PROTECTIONS FOR SAME-SEX SPOUSES
In 2013, the U.S. Supreme Court ruled that the federal Defense of Marriage Act’s (DOMA) ban on federal recognition of same-sex marriages was unconstitutional. Due to the Supreme Court’s DOMA decision, eligible employees in same-sex marriages are entitled to take FMLA leave to care for their spouses or family members. Eligible employees may take:
- Leave to care for their same-sex spouse with a serious health condition;
- Qualifying exigency leave due to their same-sex spouse’s covered military service; or
- Military caregiver leave for their same-sex spouse.
In August 2013, the DOL issued Fact Sheet #28F to clarify the scope of an employer’s obligation to make FMLA available to same-sex spouses. This fact sheet provided that, under the FMLA, the term “spouse” includes a same-sex spouse if the marriage is recognized under the laws of the state in which the employee resides.
On Feb. 25, 2015, the DOL issued a final rule that expands the FMLA protections for same-sex spouses. Under final rule, eligible employees in legal same-sex marriages will be able to take FMLA leave in order to care for their spouses or family members, regardless of where they live. The final rule becomes effective on March 27, 2015.
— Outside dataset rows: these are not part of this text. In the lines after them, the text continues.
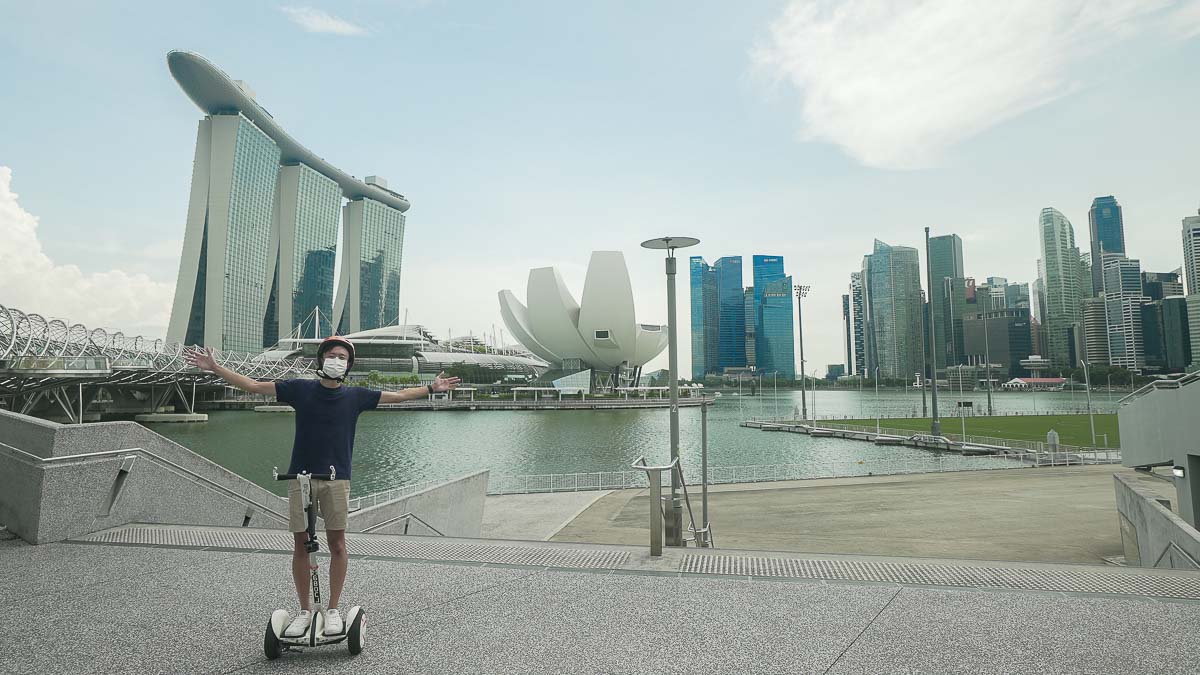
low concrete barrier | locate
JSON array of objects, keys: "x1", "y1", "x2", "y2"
[
  {"x1": 0, "y1": 409, "x2": 487, "y2": 544},
  {"x1": 349, "y1": 470, "x2": 488, "y2": 537},
  {"x1": 1114, "y1": 473, "x2": 1200, "y2": 570}
]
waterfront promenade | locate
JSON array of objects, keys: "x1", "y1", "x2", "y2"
[
  {"x1": 490, "y1": 465, "x2": 1164, "y2": 565},
  {"x1": 5, "y1": 526, "x2": 1200, "y2": 674}
]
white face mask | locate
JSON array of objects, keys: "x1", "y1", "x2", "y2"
[{"x1": 320, "y1": 356, "x2": 348, "y2": 379}]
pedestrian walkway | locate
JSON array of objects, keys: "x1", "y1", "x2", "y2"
[{"x1": 4, "y1": 524, "x2": 1200, "y2": 674}]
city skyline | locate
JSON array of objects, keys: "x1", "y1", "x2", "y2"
[{"x1": 2, "y1": 2, "x2": 1200, "y2": 376}]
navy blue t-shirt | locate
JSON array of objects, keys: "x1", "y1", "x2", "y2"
[{"x1": 274, "y1": 379, "x2": 381, "y2": 480}]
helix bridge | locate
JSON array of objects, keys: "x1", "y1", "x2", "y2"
[{"x1": 0, "y1": 303, "x2": 313, "y2": 422}]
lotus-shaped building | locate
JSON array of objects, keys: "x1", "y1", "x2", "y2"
[{"x1": 498, "y1": 252, "x2": 668, "y2": 384}]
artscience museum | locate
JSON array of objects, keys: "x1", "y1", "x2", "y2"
[{"x1": 498, "y1": 252, "x2": 668, "y2": 391}]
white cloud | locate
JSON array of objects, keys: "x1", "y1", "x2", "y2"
[
  {"x1": 0, "y1": 166, "x2": 174, "y2": 339},
  {"x1": 753, "y1": 0, "x2": 1200, "y2": 169},
  {"x1": 280, "y1": 6, "x2": 368, "y2": 35}
]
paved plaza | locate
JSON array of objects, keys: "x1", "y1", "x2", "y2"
[
  {"x1": 545, "y1": 465, "x2": 1167, "y2": 564},
  {"x1": 4, "y1": 525, "x2": 1200, "y2": 674}
]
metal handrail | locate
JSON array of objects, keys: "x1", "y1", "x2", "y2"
[
  {"x1": 629, "y1": 455, "x2": 677, "y2": 556},
  {"x1": 359, "y1": 511, "x2": 445, "y2": 536},
  {"x1": 629, "y1": 456, "x2": 715, "y2": 554},
  {"x1": 672, "y1": 460, "x2": 714, "y2": 548}
]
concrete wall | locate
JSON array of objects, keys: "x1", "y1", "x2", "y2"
[
  {"x1": 0, "y1": 409, "x2": 489, "y2": 545},
  {"x1": 0, "y1": 409, "x2": 290, "y2": 544},
  {"x1": 1117, "y1": 380, "x2": 1200, "y2": 527},
  {"x1": 1114, "y1": 473, "x2": 1200, "y2": 570},
  {"x1": 349, "y1": 470, "x2": 488, "y2": 538}
]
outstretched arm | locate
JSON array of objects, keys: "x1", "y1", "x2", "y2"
[
  {"x1": 183, "y1": 347, "x2": 277, "y2": 396},
  {"x1": 379, "y1": 372, "x2": 461, "y2": 404}
]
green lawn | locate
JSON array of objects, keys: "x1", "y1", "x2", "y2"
[{"x1": 832, "y1": 414, "x2": 1119, "y2": 447}]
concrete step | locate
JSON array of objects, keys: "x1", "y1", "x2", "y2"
[{"x1": 71, "y1": 523, "x2": 1200, "y2": 602}]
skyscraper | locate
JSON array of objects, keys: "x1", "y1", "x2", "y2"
[
  {"x1": 1141, "y1": 270, "x2": 1184, "y2": 301},
  {"x1": 928, "y1": 234, "x2": 964, "y2": 371},
  {"x1": 168, "y1": 112, "x2": 282, "y2": 353},
  {"x1": 862, "y1": 240, "x2": 923, "y2": 379},
  {"x1": 1089, "y1": 196, "x2": 1125, "y2": 295},
  {"x1": 1037, "y1": 207, "x2": 1083, "y2": 367},
  {"x1": 963, "y1": 308, "x2": 1032, "y2": 378},
  {"x1": 1103, "y1": 256, "x2": 1148, "y2": 372},
  {"x1": 165, "y1": 51, "x2": 411, "y2": 353},
  {"x1": 757, "y1": 276, "x2": 795, "y2": 379},
  {"x1": 849, "y1": 273, "x2": 866, "y2": 376},
  {"x1": 334, "y1": 191, "x2": 408, "y2": 334},
  {"x1": 752, "y1": 255, "x2": 787, "y2": 376},
  {"x1": 841, "y1": 294, "x2": 853, "y2": 374},
  {"x1": 743, "y1": 287, "x2": 756, "y2": 369},
  {"x1": 752, "y1": 255, "x2": 785, "y2": 306},
  {"x1": 688, "y1": 257, "x2": 719, "y2": 379},
  {"x1": 713, "y1": 257, "x2": 746, "y2": 370},
  {"x1": 1184, "y1": 209, "x2": 1200, "y2": 295},
  {"x1": 1162, "y1": 296, "x2": 1193, "y2": 371},
  {"x1": 1081, "y1": 297, "x2": 1109, "y2": 366},
  {"x1": 264, "y1": 163, "x2": 342, "y2": 345}
]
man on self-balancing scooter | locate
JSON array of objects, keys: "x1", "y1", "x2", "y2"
[{"x1": 185, "y1": 337, "x2": 460, "y2": 657}]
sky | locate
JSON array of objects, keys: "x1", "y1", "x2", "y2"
[{"x1": 1, "y1": 0, "x2": 1199, "y2": 374}]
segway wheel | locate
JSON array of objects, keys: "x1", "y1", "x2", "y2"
[
  {"x1": 264, "y1": 620, "x2": 282, "y2": 660},
  {"x1": 347, "y1": 609, "x2": 365, "y2": 655}
]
The final rule expands the basis for an employee to take leave to care for a child of a same-sex spouse. Under the final rule, eligible employees are entitled to take FMLA leave to care for their stepchild (the child of the employee’s same-sex spouse) even if the in loco parentis requirement of providing day-to-day care or financial support for the child is not met. The final rule also entitles an eligible employee to take FMLA leave to care for a stepparent who is the same-sex spouse of the employee’s parent, regardless of whether the stepparent ever stood in loco parentis to the employee.